What is Adversarial Training for Diffusion Models?
Briglia Maria Rosaria, Mujtaba Hussain Mirza, Giuseppe Lisanti, Iacopo Masi
TL;DR
This paper addresses the robustness of diffusion models to noisy, outlier, and adversarial data by introducing adversarial training specifically for diffusion models (AT-DM). It shows that, unlike classifier AT which enforces invariance, DM AT must enforce equivariance to keep the diffusion process aligned with the data distribution, achieved by perturbing diffusion trajectories with time-varying noise and incorporating a dedicated regularizer.
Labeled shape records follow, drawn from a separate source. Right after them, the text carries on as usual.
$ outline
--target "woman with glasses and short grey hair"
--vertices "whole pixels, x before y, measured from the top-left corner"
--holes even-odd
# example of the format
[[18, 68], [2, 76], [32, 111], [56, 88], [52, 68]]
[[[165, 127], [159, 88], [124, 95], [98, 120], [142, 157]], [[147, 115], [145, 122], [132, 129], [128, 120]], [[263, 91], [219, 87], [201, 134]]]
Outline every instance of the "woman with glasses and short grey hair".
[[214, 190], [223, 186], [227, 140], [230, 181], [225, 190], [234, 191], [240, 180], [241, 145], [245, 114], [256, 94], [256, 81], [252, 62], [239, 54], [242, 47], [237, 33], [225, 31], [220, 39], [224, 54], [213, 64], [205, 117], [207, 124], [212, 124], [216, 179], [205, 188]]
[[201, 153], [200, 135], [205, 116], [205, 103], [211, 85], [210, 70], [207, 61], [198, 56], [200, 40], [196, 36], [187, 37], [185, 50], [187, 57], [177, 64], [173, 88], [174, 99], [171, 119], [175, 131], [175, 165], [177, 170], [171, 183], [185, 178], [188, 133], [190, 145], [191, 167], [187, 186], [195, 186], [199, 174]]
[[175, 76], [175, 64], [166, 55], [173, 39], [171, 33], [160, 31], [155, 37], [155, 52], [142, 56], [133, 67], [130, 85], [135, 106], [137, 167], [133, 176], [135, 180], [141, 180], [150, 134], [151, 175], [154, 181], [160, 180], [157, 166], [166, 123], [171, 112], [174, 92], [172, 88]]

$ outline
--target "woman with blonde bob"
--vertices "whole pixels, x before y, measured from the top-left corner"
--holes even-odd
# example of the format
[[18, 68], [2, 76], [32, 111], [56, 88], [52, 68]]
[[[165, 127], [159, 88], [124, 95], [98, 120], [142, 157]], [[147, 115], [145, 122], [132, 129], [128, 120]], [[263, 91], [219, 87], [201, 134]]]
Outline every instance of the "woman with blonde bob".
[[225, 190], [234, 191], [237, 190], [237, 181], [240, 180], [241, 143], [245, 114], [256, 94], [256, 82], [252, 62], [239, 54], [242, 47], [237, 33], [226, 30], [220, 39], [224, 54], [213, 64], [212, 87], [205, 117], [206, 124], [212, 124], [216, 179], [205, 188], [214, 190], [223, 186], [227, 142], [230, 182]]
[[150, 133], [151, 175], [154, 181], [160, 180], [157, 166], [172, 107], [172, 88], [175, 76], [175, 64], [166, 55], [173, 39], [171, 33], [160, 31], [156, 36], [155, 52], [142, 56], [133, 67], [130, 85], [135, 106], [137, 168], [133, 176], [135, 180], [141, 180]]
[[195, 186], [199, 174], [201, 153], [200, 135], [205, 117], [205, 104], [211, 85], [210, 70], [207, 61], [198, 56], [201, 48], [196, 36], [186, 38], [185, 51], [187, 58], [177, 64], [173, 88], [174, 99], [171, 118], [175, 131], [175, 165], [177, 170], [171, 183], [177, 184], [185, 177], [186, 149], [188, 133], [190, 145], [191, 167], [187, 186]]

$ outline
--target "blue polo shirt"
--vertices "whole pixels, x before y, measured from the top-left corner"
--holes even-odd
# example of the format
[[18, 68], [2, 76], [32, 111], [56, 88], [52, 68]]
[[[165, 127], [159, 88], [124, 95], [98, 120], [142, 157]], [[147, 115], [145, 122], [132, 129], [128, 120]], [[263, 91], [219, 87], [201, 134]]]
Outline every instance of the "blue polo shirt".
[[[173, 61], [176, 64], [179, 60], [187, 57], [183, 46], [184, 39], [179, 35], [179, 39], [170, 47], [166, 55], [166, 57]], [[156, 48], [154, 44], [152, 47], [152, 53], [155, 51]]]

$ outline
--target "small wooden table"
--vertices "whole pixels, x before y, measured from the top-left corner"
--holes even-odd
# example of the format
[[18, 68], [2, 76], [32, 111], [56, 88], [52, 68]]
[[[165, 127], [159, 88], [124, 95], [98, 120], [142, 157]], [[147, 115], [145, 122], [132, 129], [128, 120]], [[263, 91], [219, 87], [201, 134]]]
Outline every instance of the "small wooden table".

The authors formalize an AT objective, combine it with the standard denoising loss, and demonstrate through synthetic (low-dimensional) and real-world (CIFAR-10, CelebA, LSUN Bedroom) experiments that Robust$_{\text{adv}}$ yields smoother diffusion flows, reduced memorization, and faster sampling, while improving robustness to severe noise and adversarial attacks. This work broadens the applicability of DMs in noisy or adversarial settings and suggests practical benefits for denoising data distributions and potential adversarial purification tasks in real-world deployments.
Abstract
We answer the question in the title, showing that adversarial training (AT) for diffusion models (DMs) fundamentally differs from classifiers: while AT in classifiers enforces output invariance, AT in DMs requires equivariance to keep the diffusion process aligned with the data distribution. AT is a way to enforce smoothness in the diffusion flow, improving robustness to outliers and corrupted data. Unlike prior art, our method makes no assumptions about the noise model and integrates seamlessly into diffusion training by adding random noise, similar to randomized smoothing, or adversarial noise, akin to AT. This enables intrinsic capabilities such as handling noisy data, dealing with extreme variability such as outliers, preventing memorization, and improving robustness. We rigorously evaluate our approach with proof-of-concept datasets with known distributions in low- and high-dimensional space, thereby taking a perfect measure of errors; we further evaluate on standard benchmarks such as CIFAR-10, CelebA and LSUN Bedroom, showing strong performance under severe noise, data corruption, and iterative adversarial attacks.